キング氏:現在、ショロスバーグ氏は我々のメンバーではありません。我々は任意の所属メンバー団体です。正規の苦情を申し入れたい場合は以下に連絡を。(NY州苦情委員会サイトURL

3:19pm
ニューヨーク市長のビル・デブラシオがショロスバーグの名を出さず、しかしその言動を批判するツイート。
NY市の多様性は我々の強みです。多様性がこの都市を偉大にしているのです。860万人がこの都市を故郷と呼び、200以上の言語を話しています。全員がニューヨーカーであり、ここではその誰もが歓迎されるのです」

ニューヨーク市の人口の3割弱がラティーノ/ヒスパニックであり、市長はスペイン語話者ではないが、行政スピーチの一部をスペイン語でおこなうこともある。

5:49pm
マンハッタン/ブロンクス選出のエイドリアノ・エスパイラト下院議員が以下のツイート。
キング氏、NY州法律家協会:ショロスバーグの不品行の件に関し、正規の苦情申請をNY州苦情委員会に対し、おこないます」

 エスパイラト下院議員は子供の時期にドミニカ共和国からニューヨークに移住したスペイン語話者。不法滞在者であった時期があり、自称「米国史上初の元不法移民国会議員」。

 NYローカル・メディア、タブロイド・メディアのみならず、ニューヨーク・タイムズ、CNNといった大手メディアもこの件をショロスバーグの実名入りで報じる。

 Chang.org にて、ショロスバーグの弁護士ライセンス剥奪の署名運動開始。5/18現在、25,000人が署名。

 レビュー・サイトYelpのショロスバーグ事務所のページに抗議や非難の書き込みが大量になされたため、Yelp側は一時的にショロスバーグ支援コメントも含め、すべて削除。5/18現在、コメントは復活しているが、写真は閲覧不可となっている。

 グーグル・レビューではショロスバーグの法律事務所の業種が「メキシカン・レストラン」に書き換えられ、ショロスバーグがソンブレロを被ってメキシカン・レストランの前に立つ写真が添えられた。
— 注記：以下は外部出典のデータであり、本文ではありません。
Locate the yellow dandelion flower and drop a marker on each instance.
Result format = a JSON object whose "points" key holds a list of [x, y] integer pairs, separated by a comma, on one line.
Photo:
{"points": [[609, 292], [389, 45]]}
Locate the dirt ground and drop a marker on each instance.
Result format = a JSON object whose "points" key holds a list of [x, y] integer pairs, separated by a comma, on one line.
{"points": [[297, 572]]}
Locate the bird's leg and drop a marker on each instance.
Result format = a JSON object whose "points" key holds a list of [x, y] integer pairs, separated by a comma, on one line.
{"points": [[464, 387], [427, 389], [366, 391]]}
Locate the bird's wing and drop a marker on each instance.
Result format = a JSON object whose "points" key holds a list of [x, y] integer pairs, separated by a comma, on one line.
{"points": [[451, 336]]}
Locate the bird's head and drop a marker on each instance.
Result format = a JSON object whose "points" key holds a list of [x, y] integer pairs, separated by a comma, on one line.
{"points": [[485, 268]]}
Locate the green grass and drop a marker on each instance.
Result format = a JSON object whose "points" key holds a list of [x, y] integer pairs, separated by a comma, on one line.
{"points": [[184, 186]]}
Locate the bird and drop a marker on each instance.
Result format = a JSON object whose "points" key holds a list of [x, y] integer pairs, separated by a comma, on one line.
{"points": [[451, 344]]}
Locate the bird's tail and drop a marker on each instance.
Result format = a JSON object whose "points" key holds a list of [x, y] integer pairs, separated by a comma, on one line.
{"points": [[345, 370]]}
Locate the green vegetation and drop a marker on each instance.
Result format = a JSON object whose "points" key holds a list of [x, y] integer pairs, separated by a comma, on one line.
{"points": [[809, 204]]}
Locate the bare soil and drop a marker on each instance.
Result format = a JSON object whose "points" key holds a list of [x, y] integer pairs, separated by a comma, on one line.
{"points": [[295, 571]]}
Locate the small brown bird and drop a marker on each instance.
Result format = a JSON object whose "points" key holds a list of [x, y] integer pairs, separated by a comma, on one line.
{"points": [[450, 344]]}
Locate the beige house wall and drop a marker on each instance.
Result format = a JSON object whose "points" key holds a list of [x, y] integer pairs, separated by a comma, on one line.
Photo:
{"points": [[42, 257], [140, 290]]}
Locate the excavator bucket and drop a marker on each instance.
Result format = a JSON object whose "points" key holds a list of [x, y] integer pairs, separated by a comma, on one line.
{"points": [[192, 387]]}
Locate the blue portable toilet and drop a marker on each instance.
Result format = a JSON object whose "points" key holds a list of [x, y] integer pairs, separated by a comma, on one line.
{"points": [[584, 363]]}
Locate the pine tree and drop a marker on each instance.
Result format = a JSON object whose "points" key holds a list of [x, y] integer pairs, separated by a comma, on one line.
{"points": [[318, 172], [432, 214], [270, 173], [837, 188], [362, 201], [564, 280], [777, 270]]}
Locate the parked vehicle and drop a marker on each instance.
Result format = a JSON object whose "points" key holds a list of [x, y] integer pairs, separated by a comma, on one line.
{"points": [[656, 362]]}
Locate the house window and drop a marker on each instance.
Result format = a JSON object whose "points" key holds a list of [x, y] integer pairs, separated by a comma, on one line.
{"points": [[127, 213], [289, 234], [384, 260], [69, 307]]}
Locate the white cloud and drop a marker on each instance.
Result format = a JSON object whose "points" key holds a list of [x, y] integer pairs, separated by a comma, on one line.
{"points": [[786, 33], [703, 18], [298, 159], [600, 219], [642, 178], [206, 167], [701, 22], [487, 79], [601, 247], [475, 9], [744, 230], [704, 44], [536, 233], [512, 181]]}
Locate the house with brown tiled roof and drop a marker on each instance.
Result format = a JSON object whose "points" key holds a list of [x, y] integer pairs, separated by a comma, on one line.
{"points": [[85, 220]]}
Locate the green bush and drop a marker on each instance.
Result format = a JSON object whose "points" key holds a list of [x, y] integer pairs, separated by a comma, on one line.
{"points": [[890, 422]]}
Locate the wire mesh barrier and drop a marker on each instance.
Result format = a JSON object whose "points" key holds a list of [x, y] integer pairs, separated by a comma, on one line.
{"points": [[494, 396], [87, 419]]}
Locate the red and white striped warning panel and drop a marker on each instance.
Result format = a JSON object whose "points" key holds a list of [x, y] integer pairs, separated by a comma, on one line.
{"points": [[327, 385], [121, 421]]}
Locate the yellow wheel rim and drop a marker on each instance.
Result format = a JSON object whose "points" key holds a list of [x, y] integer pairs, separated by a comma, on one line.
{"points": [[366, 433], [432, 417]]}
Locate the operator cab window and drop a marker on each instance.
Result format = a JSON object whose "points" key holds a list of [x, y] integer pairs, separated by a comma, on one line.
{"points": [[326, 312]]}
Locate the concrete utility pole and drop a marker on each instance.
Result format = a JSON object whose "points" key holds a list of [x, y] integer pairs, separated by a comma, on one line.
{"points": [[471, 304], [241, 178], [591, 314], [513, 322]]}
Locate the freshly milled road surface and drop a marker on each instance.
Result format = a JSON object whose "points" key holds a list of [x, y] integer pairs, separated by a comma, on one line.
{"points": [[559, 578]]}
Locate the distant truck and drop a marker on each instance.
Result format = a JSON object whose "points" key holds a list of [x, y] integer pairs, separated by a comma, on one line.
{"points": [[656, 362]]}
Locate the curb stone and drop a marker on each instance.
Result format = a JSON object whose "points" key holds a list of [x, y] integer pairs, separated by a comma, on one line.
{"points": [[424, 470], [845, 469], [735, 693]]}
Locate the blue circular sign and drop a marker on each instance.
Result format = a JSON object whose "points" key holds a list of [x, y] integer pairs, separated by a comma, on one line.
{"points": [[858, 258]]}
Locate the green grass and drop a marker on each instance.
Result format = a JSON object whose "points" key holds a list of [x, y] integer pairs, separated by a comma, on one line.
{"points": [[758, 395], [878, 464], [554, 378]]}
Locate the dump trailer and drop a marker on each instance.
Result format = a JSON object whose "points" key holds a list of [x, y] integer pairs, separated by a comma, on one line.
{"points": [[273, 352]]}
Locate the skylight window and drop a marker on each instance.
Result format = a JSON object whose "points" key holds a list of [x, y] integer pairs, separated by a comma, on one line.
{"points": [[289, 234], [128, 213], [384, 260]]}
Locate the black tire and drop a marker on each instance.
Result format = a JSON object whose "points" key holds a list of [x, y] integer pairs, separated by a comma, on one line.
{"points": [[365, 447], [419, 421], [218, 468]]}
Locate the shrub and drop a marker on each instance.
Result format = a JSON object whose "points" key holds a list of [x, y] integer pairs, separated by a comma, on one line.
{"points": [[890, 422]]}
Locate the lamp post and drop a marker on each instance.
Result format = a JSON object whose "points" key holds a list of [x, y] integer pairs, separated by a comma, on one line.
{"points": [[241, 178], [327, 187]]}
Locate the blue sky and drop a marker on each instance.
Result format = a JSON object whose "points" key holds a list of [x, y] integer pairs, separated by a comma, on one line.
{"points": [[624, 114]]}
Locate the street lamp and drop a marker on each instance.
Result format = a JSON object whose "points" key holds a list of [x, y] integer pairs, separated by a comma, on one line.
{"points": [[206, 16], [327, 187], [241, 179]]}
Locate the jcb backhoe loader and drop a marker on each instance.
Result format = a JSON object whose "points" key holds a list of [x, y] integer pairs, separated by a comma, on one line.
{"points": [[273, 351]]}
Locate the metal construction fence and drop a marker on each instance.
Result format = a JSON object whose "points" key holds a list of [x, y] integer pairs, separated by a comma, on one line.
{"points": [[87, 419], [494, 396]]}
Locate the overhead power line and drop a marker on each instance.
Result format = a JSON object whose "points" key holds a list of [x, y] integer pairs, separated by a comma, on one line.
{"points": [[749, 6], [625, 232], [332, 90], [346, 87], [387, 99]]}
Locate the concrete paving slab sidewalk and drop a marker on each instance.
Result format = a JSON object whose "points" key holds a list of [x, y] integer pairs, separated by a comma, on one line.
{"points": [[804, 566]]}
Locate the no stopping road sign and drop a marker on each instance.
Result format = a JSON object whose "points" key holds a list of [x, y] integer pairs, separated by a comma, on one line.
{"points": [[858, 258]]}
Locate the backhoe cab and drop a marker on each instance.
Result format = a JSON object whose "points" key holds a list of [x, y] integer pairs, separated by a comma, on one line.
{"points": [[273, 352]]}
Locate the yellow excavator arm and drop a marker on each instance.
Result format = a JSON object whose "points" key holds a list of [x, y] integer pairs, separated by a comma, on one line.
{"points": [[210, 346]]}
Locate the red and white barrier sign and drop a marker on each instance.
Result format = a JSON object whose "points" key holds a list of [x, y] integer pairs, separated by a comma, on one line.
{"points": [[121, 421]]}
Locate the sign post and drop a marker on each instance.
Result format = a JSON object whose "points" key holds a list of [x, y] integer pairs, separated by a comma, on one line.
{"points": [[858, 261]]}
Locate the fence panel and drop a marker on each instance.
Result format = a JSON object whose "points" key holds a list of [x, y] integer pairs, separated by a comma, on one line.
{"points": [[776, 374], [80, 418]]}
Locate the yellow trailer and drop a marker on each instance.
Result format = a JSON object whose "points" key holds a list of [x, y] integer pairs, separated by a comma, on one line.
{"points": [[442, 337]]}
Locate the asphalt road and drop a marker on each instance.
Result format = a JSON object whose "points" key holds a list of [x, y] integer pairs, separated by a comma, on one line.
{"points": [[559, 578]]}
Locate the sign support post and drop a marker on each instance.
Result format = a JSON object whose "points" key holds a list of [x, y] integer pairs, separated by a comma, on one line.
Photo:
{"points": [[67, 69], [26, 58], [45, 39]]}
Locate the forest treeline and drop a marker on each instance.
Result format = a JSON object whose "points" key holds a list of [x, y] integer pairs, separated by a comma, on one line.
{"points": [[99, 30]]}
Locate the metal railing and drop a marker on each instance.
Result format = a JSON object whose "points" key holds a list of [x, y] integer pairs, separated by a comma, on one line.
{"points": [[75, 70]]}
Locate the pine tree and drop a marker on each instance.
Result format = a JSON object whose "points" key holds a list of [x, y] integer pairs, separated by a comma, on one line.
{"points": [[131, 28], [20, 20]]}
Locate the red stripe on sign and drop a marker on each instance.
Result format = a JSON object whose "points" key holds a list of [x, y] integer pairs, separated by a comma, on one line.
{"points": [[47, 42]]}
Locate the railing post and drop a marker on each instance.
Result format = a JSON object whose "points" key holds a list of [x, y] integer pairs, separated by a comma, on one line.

5/18現在、すべての写真が閲覧不可となっている。

Google Review

 ショロスバーグ法律事務所の公式サイトには「スペイン語での問い合わせもどうぞ」と書かれており、サイトの画像を使ったジョーク画像も多数作られた。

 ショロスバーグへの抗議行動として、ショロスバーグの自宅前でメキシコの伝統音楽「マリアッチ」の演奏をおこなうためのクラウド基金集めが開始される。2日で目標額の2倍の1,000ドルが集まる。マリアッチ・バンドは無料演奏を引き受けたため、基金は移民支援団体に寄付される。